Glucocorticoid-induced hyperglycaemia in respiratory disease: a systematic review and meta-analysis.

The relative risk of glucocorticoid-induced hyperglycaemia is poorly quantified. We undertook a meta-analysis to estimate the association between glucocorticoid treatment and hyperglycaemia, overall and separately in individuals with and without diabetes and underlying respiratory disease. We searched electronic databases for clinical trials of adults randomized to either glucocorticoid treatment or placebo. Eight articles comprising 2121 participants were identified. We performed a random effects meta-analysis to determine relative risks for the associations between glucocorticoid use and both hyperglycaemia and starting hypoglycaemic therapy. In all individuals, the relative risk of hyperglycaemia comparing glucocorticoid treatment with placebo was 1.72 [95% confidence interval (CI) 1.50-2.04; p < .001]. The relative risks in individuals with and those without diabetes were 2.10 (95% CI 0.92-5.02; p = .079) and 1.50 (95% CI 0.79-2.86; p = .22), respectively. In all individuals, the relative risk of hyperglycaemia requiring initiation of hypoglycaemic therapy, comparing glucocorticoid treatment with placebo, was 1.73 (95% CI 1.40-2.14; p < .001).

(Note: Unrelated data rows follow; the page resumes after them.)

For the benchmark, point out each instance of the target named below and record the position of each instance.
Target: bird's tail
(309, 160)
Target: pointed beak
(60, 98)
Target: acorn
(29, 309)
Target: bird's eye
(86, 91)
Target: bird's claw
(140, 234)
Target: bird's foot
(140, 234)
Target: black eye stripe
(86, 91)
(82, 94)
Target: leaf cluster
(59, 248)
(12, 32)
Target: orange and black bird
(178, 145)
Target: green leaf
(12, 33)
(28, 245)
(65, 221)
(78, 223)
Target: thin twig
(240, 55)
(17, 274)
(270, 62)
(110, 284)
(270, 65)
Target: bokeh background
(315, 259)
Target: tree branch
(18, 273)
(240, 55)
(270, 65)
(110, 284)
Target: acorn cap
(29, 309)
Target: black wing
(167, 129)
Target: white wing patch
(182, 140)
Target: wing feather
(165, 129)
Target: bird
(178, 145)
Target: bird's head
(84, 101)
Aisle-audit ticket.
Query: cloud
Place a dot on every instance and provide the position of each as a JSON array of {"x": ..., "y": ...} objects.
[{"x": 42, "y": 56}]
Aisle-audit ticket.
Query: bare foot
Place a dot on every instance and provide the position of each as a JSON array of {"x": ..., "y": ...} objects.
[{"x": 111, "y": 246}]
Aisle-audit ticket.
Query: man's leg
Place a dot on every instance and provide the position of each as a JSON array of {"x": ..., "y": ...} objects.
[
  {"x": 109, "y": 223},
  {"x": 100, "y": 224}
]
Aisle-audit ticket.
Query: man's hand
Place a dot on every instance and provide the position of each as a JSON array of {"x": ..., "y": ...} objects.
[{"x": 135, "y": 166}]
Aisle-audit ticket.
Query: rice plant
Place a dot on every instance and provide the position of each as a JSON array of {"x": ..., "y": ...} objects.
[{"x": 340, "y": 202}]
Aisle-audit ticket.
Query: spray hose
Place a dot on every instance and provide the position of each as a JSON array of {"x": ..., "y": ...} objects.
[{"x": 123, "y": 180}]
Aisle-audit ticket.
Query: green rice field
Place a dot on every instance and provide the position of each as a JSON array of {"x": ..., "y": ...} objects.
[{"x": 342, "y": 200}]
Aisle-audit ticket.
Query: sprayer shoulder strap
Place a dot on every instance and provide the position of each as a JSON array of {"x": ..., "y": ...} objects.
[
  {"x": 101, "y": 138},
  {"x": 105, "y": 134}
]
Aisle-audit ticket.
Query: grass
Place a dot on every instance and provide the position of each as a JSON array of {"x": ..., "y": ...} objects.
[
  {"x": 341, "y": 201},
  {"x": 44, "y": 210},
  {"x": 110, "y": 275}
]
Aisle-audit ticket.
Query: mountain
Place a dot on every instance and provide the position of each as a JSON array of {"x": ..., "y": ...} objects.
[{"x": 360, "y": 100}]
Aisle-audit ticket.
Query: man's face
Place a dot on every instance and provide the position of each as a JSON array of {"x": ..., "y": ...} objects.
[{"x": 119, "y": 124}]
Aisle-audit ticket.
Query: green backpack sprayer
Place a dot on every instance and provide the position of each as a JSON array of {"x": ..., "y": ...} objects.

In conclusion, glucocorticoid therapy increases the risk of hyperglycaemia in all individuals with underlying respiratory disease but not when diabetic status is analysed separately.

INTRODUCTION

Glucocorticoids are used to treat several diseases because of their anti‐inflammatory and immunosuppressive properties. In the UK, the prevalence of glucocorticoid use at any one time is ~1%.1 Among hospital inpatients, prevalence exceeds 10%, with most patients receiving glucocorticoids to treat underlying respiratory illness.1 Glucocorticoids are associated with well recognized metabolic complications, including hyperglycaemia. In patients with acute exacerbations of chronic obstructive pulmonary disease (COPD) and community‐acquired pneumonia, hyperglycaemia is associated with prolonged hospital admissions and mortality.2

Current data regarding glucocorticoid‐induced hyperglycaemia are based on data from retrospective prescription databases3 or prospective studies, which vary in glucocorticoid type, dose, treatment regime, administration route and underlying disease.4 These studies show that glucocorticoids worsen hyperglycaemia in people with known diabetes; however, the magnitude of this risk, and the risk of developing hyperglycaemia after glucocorticoid exposure in people without diabetes, is not clear.

Using meta‐analytical techniques, the present study estimates the relative risk of glucocorticoid treatment and hyperglycaemia in individuals with and without diabetes and underlying respiratory disease. It also estimates the association between glucocorticoid use and initiation of hypoglycaemic therapy.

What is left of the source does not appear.